Related on this site

Frequently asked questions

How does prompt injection actually happen in a recruiting workflow?
Most recruiting AI tools work by feeding candidate content (resume text, LinkedIn profile, cover letter) into a prompt that also contains system instructions. An attacker embeds additional instructions in white text on a white background or in metadata that the AI reads but a human reviewer does not see. The AI processes both the system instructions and the hidden text as part of the same input, and may follow the injected instructions if they are phrased convincingly. In practice, this could look like a resume that secretly instructs the AI to mark the candidate as highly qualified, skip them past a screen, or output a different summary than the actual content warrants. The human reviewer sees only the AI output, not the raw injected text.
What is the difference between direct and indirect prompt injection?
Direct injection happens when the attacker controls text that goes directly into the prompt, such as a submitted cover letter or a typed answer in an application form. Indirect injection happens when the AI tool browses or fetches external content as part of its workflow. For example, an AI sourcing tool that visits a candidate's personal website might encounter injected instructions on that page, which then influence how the tool summarises the profile.

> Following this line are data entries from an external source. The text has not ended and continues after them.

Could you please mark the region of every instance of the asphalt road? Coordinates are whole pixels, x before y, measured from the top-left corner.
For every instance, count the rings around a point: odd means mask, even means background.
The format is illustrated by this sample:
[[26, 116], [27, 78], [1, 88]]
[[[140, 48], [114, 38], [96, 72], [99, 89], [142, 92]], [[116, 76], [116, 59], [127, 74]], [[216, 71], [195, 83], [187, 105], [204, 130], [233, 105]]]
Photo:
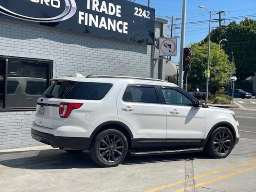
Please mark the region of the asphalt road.
[[232, 109], [239, 122], [240, 137], [256, 139], [256, 110]]
[[252, 98], [251, 99], [234, 98], [234, 101], [242, 105], [245, 108], [256, 110], [256, 98]]

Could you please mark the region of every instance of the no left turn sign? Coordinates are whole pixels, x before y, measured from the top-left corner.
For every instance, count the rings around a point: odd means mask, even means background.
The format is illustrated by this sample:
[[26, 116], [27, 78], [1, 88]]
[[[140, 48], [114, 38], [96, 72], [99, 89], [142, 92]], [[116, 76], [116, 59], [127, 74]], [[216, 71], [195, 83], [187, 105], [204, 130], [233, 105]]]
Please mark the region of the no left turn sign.
[[177, 39], [160, 38], [159, 56], [176, 56]]

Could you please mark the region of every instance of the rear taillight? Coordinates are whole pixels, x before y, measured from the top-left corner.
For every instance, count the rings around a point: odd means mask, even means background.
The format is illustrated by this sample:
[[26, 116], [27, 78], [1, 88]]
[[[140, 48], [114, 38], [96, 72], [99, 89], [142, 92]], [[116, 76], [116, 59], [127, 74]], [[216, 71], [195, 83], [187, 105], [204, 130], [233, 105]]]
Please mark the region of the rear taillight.
[[68, 117], [73, 109], [78, 109], [83, 105], [82, 103], [61, 103], [60, 105], [59, 114], [61, 118]]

AI browser agents recruiting that navigate candidate profiles across multiple sites are particularly exposed to indirect injection because each external page is a potential attack surface. The key difference is that indirect injection attacks the pipeline through data the AI fetches, not data the candidate submits directly.
How should TA teams protect against prompt injection in their AI tools?
No single defence blocks all injection. A layered approach helps: treat all candidate-submitted content as untrusted input, use system prompts that instruct the model to ignore instructions found in candidate content, always include a human review gate before any AI-driven screening or advancement decision, and log what candidate content was fed to the model for audit purposes. Prefer AI tools that run candidate content in a sandboxed context separate from system instructions rather than mixing them in a single prompt. At a process level, the strongest defence is a human who reads the original document alongside the AI summary rather than trusting the summary alone. Train sourcers to spot anomalies: a resume that outputs an unusually positive summary that does not match the actual experience is a red flag worth investigating.
Has prompt injection in recruiting actually happened?
Researchers demonstrated in 2023 that resumes containing hidden instructions could manipulate AI screening summaries on commercial recruiting platforms. A notable experiment by researcher Kai Greshake showed that embedding invisible text instructions in a resume caused an AI screening assistant to recommend the candidate for advancement regardless of actual qualifications. Several bug bounty submissions to HR tech vendors have documented similar issues. Publicly disclosed incidents in production hiring systems are rare, partly because it is difficult for a rejected candidate to prove the attack, and partly because vendors are not incentivised to disclose. The attack surface is real, the technique is publicly documented, and any team using AI to summarise or screen candidate documents should treat it as a known risk, not a theoretical one.
Which AI tools in recruiting are most exposed to prompt injection?
Any tool that processes candidate-submitted text and uses it inside the same prompt as system instructions is at risk. This includes AI resume screeners that summarise or score CVs, AI sourcing assistants that visit and summarise external profiles, ATS interview feedback AI tools that incorporate candidate answers into structured notes, and AI browser agents recruiting that crawl job boards or candidate websites. Tools with a human review gate before any decision fires are more resilient because the injection has to fool both the model and a human reviewer simultaneously. Tools that automate a screen or advance without human review are the highest-risk configurations from a prompt injection standpoint.